When Midwives Don’t Recommend Doulas
First, the midwife is right. No one is compelled to have a professional doula. Some women have friends or relatives who can serve in that role. Some midwives have an assistant or student who s/he prefers to doula her client. Women and their families have needs in labor that a professional doula is trained to meet. But there are other people who can serve in those support and communication roles.
Second, the midwife is wrong. Midwives may feel that their role is to support the woman in labor as well as provide expert medical care. Since they are there continuously as a doula would, they think they can fulfill both roles. That can be true depending on the midwife, her assistants, and the events and length of the labor. If a birth becomes medical, there are two patients to care for – the mother and her baby. Unless there is a third person whose priority is the mother’s emotional wellbeing, those needs go unmet. You cannot adequately address emotional wellbeing, especially in a medical crisis, if you are monitoring and conducting lifesaving measures on a mother, baby, or both. You just can’t.
In addition, just because a mother may trust her midwife with her medical care, that doesn’t mean she is the ideal person to meet her emotional needs. There are many times I have been hired as a doula at a home birth for just that reason. Sometimes the mother feels fine with the midwife but is concerned about her partner’s needs. With a lengthy labor, having a third knowledgeable person with a professional attitude can be an asset to a midwife and his or her assistant. All of us are less tired, we can nap more frequently, and think creatively about positions and comfort measures to try. We are all on the same team, chosen by the mother and her partner(s) to be their support.
However, it’s also not that simple. Doulas often have strong emotional reactions when this happens. Doulas often imagine that since midwives and doulas are both professional birth workers, we would naturally support one another. We recommend midwifery care. We’re kin, right? Yes and no.
There are some very emotionally supportive, hands on midwives. These ladies and men give a lot of emotional support and are instrumental in suggesting comfort measures. Others sit and knit, quietly observing, and only get involved to do monitoring and the eventual birth and aftercare. Most midwives are somewhere in between – and it may also depend on the clients they are working with.

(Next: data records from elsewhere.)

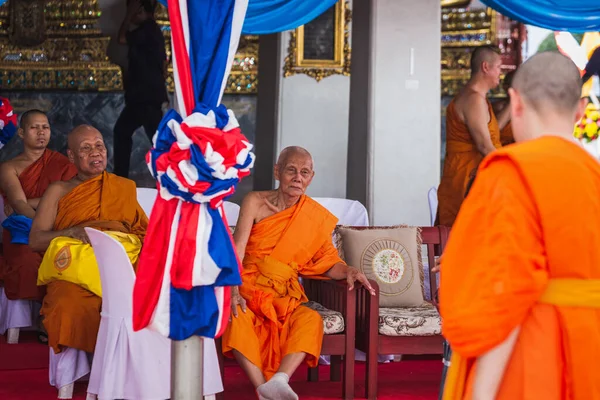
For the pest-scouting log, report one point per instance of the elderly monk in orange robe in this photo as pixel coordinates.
(520, 278)
(23, 181)
(472, 131)
(280, 235)
(94, 198)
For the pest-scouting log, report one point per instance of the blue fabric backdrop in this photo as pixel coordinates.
(272, 16)
(557, 15)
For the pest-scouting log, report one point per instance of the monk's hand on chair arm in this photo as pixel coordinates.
(342, 271)
(237, 299)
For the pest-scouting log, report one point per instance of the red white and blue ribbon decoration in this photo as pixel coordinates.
(8, 122)
(188, 261)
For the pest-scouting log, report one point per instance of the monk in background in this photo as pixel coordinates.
(23, 181)
(280, 235)
(506, 135)
(472, 132)
(93, 198)
(520, 275)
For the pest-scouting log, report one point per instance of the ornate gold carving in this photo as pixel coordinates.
(296, 63)
(243, 78)
(455, 3)
(54, 44)
(27, 22)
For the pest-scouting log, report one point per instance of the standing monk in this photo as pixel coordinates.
(93, 198)
(281, 234)
(23, 181)
(472, 131)
(521, 271)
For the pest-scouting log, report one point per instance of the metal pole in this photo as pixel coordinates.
(187, 362)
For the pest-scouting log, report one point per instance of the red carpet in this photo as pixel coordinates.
(24, 376)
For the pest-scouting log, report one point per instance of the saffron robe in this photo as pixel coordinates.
(462, 160)
(293, 242)
(506, 135)
(529, 218)
(22, 263)
(107, 202)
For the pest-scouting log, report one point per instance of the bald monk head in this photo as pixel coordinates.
(34, 130)
(486, 66)
(546, 97)
(294, 171)
(87, 151)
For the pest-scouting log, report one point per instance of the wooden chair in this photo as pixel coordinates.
(335, 297)
(368, 336)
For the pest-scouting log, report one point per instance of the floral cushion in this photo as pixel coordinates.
(333, 321)
(410, 321)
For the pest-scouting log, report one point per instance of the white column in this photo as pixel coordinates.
(394, 142)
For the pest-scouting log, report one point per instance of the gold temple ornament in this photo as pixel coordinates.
(54, 44)
(299, 61)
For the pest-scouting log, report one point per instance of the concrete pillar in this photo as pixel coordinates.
(394, 129)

Some midwives may feel a sense of competition with a doula; as if we are infringing on her territory or passing a judgment on her abilities. They may even have begun as doulas and feel they can continue in both roles. They may like the doula role and be unwilling to give that up.
Our histories are also different. For over six hundred years, midwives have been maligned, persecuted, misunderstood, and demeaned. Lies were told about the abilities of Black Midwives in the American South in order for physicians to get their business. The worst kinds of discrimination and injustice against women have occurred in midwifery history. A legacy of this oppression is that they fight among themselves about what kind of midwifery philosophy and training is best.

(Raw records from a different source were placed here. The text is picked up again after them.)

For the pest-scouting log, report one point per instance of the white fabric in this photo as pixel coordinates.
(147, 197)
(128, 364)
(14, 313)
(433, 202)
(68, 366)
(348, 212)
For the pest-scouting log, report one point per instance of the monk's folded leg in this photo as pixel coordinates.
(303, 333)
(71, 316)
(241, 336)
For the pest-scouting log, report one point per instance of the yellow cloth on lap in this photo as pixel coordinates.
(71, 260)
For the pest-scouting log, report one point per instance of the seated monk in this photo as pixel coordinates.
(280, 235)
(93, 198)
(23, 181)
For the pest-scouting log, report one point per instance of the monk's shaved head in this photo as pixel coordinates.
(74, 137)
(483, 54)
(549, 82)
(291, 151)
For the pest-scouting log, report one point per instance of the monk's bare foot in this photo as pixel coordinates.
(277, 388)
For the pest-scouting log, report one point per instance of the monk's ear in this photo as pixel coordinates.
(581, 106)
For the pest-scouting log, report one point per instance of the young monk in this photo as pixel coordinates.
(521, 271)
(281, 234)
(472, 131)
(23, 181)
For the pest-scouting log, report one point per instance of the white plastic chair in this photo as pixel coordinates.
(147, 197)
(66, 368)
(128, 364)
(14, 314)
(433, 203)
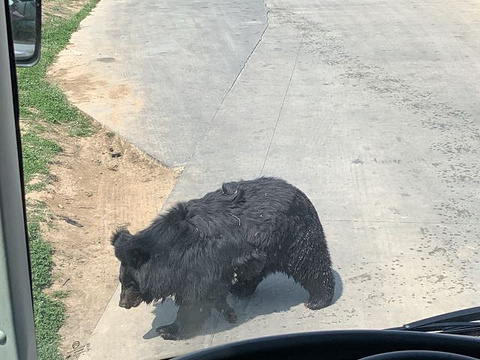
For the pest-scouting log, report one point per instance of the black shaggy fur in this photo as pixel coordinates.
(227, 241)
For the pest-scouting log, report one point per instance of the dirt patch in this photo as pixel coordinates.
(98, 184)
(91, 87)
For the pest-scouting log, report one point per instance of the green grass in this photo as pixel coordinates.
(41, 106)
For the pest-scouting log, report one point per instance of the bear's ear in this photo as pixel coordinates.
(129, 250)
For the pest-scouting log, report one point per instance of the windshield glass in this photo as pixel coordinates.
(314, 164)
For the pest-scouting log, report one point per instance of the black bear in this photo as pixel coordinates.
(227, 241)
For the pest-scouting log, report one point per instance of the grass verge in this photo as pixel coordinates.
(43, 107)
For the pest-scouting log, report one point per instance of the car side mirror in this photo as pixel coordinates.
(25, 17)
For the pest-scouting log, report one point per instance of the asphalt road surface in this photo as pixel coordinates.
(370, 107)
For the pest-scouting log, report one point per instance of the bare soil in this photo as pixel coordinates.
(99, 183)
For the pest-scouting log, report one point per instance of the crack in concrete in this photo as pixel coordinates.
(281, 108)
(242, 69)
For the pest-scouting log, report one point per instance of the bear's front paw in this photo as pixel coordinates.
(317, 304)
(169, 332)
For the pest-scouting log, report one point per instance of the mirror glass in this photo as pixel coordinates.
(25, 20)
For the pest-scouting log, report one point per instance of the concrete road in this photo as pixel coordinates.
(370, 107)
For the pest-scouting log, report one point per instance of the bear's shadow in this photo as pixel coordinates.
(277, 293)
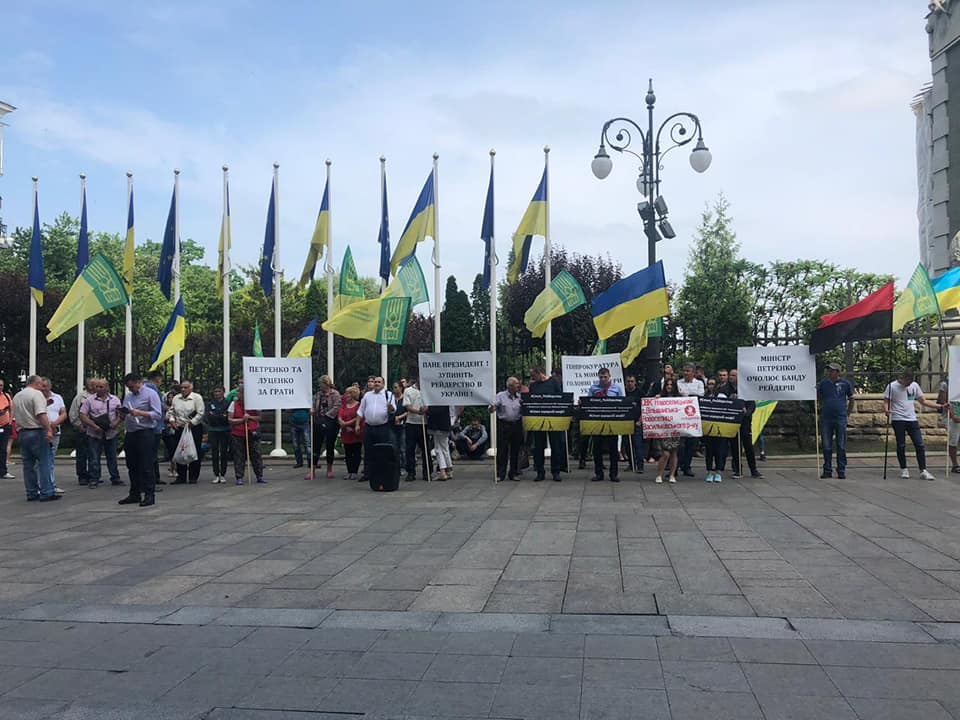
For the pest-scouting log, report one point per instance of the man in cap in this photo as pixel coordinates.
(836, 400)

Doulas, beginning as birth assistants or labor assistants, have been around in a structured way for about thirty-five years*. I contend that our whole profession would not exist if there was universal access to supportive midwifery care that treated the whole woman. We exist to fill a gap in the medical system and the American way of doing birth. While doulas are begrudgingly accepted (sometimes enthusiastically), we do not face the same obstacles that midwives do. Midwives compete directly with physicians for business, while doulas do not.

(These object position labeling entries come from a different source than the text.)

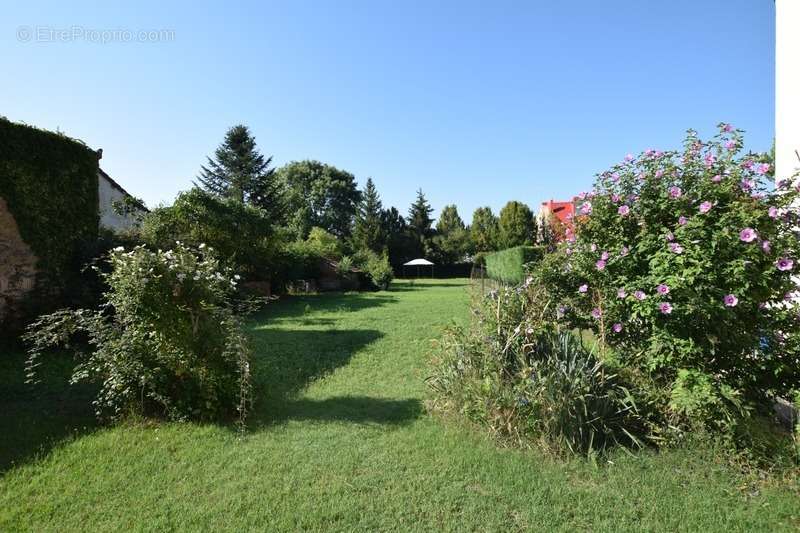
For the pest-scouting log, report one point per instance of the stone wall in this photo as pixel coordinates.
(17, 263)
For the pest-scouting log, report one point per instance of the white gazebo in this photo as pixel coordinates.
(417, 263)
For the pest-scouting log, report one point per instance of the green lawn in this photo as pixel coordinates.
(340, 440)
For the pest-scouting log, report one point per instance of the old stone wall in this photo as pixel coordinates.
(17, 263)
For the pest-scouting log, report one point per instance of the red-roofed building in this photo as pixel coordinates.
(562, 211)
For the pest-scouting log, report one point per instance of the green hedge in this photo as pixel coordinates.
(508, 266)
(49, 182)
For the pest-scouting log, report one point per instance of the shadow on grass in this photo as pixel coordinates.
(290, 308)
(36, 418)
(352, 409)
(286, 361)
(406, 285)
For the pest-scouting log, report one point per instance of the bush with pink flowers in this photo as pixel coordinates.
(681, 263)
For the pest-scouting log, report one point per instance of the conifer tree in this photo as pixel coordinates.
(368, 232)
(239, 171)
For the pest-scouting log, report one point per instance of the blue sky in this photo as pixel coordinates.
(478, 103)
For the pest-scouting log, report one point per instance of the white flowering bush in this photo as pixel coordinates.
(166, 340)
(682, 262)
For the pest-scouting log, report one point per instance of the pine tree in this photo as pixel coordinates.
(517, 225)
(419, 216)
(484, 230)
(449, 220)
(369, 232)
(239, 171)
(420, 223)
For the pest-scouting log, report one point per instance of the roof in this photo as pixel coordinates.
(120, 189)
(563, 211)
(418, 262)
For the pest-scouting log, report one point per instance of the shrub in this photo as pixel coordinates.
(508, 266)
(513, 372)
(681, 262)
(379, 271)
(345, 266)
(240, 233)
(166, 341)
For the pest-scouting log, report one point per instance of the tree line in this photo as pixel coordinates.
(239, 191)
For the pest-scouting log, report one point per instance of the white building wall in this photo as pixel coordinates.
(108, 193)
(787, 87)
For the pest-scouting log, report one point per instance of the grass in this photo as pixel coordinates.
(340, 440)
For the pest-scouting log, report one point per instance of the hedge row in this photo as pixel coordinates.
(508, 266)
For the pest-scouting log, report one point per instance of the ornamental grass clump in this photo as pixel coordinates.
(515, 373)
(166, 341)
(682, 263)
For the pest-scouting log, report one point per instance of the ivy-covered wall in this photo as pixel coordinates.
(49, 184)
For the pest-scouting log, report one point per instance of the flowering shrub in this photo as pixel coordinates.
(166, 340)
(682, 262)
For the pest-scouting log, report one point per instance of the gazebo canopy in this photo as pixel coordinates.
(418, 262)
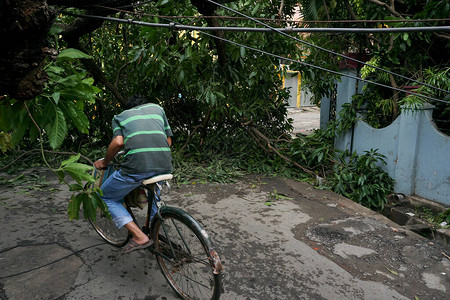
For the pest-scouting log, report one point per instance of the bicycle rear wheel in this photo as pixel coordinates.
(108, 230)
(186, 259)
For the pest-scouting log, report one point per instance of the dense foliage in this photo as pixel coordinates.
(413, 54)
(224, 102)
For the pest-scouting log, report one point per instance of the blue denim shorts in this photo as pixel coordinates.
(115, 188)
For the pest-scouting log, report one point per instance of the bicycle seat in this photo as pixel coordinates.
(157, 178)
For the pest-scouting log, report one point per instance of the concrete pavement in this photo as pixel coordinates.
(308, 244)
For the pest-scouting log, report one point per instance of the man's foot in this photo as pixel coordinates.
(133, 246)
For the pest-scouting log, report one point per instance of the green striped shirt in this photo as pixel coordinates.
(145, 130)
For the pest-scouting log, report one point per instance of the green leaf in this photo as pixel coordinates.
(76, 115)
(73, 208)
(78, 172)
(72, 159)
(242, 52)
(56, 96)
(75, 187)
(58, 129)
(72, 53)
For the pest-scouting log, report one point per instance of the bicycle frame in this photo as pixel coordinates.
(153, 199)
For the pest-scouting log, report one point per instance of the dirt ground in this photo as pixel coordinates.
(277, 238)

There are a lot more birth doulas than midwives in North America today, and with a lot less training and dedication than it takes to become a midwife. Midwives may witness a revolving door of doulas in her community, and only want to work with certain ones. After all, a labor can be a long commitment and in the intimacy of a home or birth center environment, the midwife may want to control who is there in a professional capacity. Perhaps its not all doulas that are being discouraged, but its just sounds nicer to phrase it that way.
What if the midwife is in a hospital setting and still doesn’t recommend doulas?
Does the midwife feel that the nursing staff is able to support and adequately provide for mothers? Is there a history of negative experiences with a particular doula or a rotation of mostly novice doulas? Maybe this midwife doesn’t recognize the emotional needs of mothers the same way most doulas do, or feels that they are adequately met by the way birth is done in their facility.
At other times, midwives see themselves as working towards the same goals as doulas. Rather than feeling competitive, they realize there are multiple ways for an individual woman to get the support she’ll need for her birth. They want women to have births they feel good about, which lead to strong mothering and optimal outcomes, but don’t necessarily have to be the provider. These midwives usually recommend doulas.
So when you’re surprised by your local midwife’s remark, take a moment to consider these multiple perspectives. Hopefully they will help to explain why she or he might make that statement. What’s the best reply? As always, the best doula reply is to turn it around and ask the mom! “Why do you think the midwife would say that?” and follow her lead.
*Silent Knife: Cesarean Prevention and Vaginal Birth After Cesarean, by Nancy Wainer-Cohen and Lois J. Estner, published in 1983, was the first book to recommend a labor assistant. They cite a lecture from 1981 (p. 225-227).